The Palm Springs Cultural Center proved to be the perfect setting for our group of writers who were being hosted by the Palm Springs Preferred Small Hotels. The Center is relatively new to the City being founded in 2007 with its mission to produce arts and cultural programs. Then in January 2018 the Camelot Theatres Building officially became the Palm Springs Cultural Center. Greeting us was Michael Green, Chair for the Hotel Group as well as Executive Director of the Cultural Center. We were there to learn about the history of Palm Springs which included the Agua Caliente Tribe of Cahuilla Indians, who have been residents for countless centuries, as well as the early white families who arrived to attempt farming.

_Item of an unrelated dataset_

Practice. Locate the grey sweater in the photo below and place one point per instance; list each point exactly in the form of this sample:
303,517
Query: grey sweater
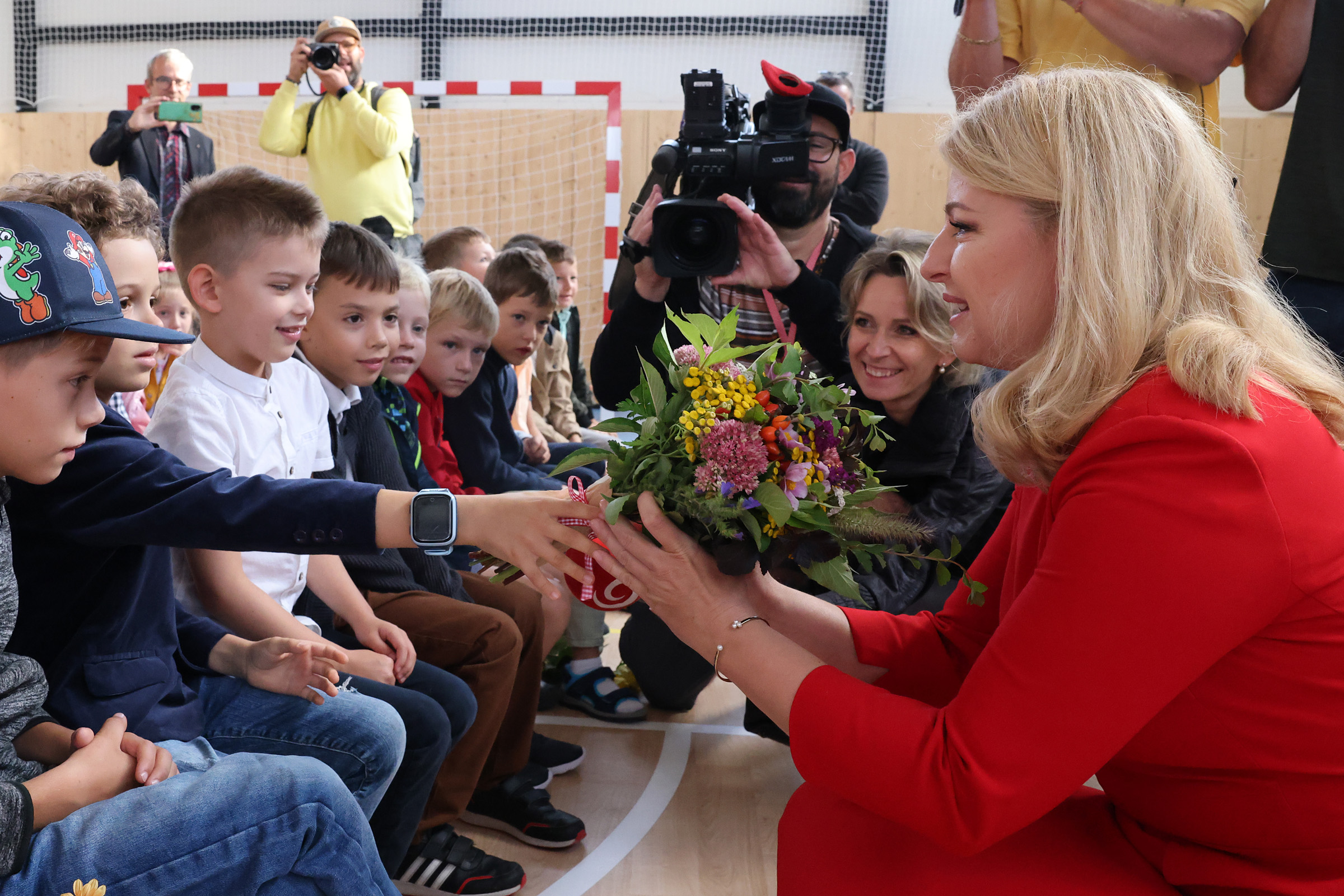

The farming was not successful but the mild climate soon attracted people especially those with health concerns. What then followed was the discovery of Palm Springs by cinema celebrities changing it to be known as ‘Hollywood’s Playground’.
So what followed for our group was the City’s famed Celebrity Tour. With a guide, who has become famous for his own expertise, we were off on a comfortable bus to seek out the homes and hideouts of Hollywood’s most famous stars. Bob Hope, Frank Sinatra, Elizabeth Taylor and the list continued as we drove through luxurious neighborhoods where the homes occupied not just lots but often acres. The guide would point to an Estate with 12 bedrooms and as many baths. Others with guest cottages, the name cottage being used loosely. Some homes, like that of Liberace, can easily be recognized as displaying the artistry of the owner.
Tours are very much a part of the scene in Palm Springs. The Visiting Palm Springs Travel Guide lists twenty three possible tours available with every thing from a Desert Tasty Tour to a Sky Watcher Stargazing adventure. If you would rather walk than ride the Palm Springs Historical Society offers Walking tours. Some of these tours follow the route we took in the bus being listed as “Frank Sinatra’s Neighborhood” or “Rat Pack Playground”.
On a trip with a planned agenda there are always the places you wanted to visit but lacked the time and this was true once again. One was the Living Desert Zoo/Gardens which is located in Palm Desert. There are live animals like Giraffe and Camels and many hiking trails. It is also perfect for children.
The other we wanted to visit was the Palm Springs Art Museum. Its hours on the day we wanted to visit simply did not match our availability. We did visit the Art Museum in the distant past and then I recall how fascinated I was with Western American art and the Native American and Mesoamerican art and artifacts on display. Now there is a huge collection of modernist and contemporary painting and sculpture.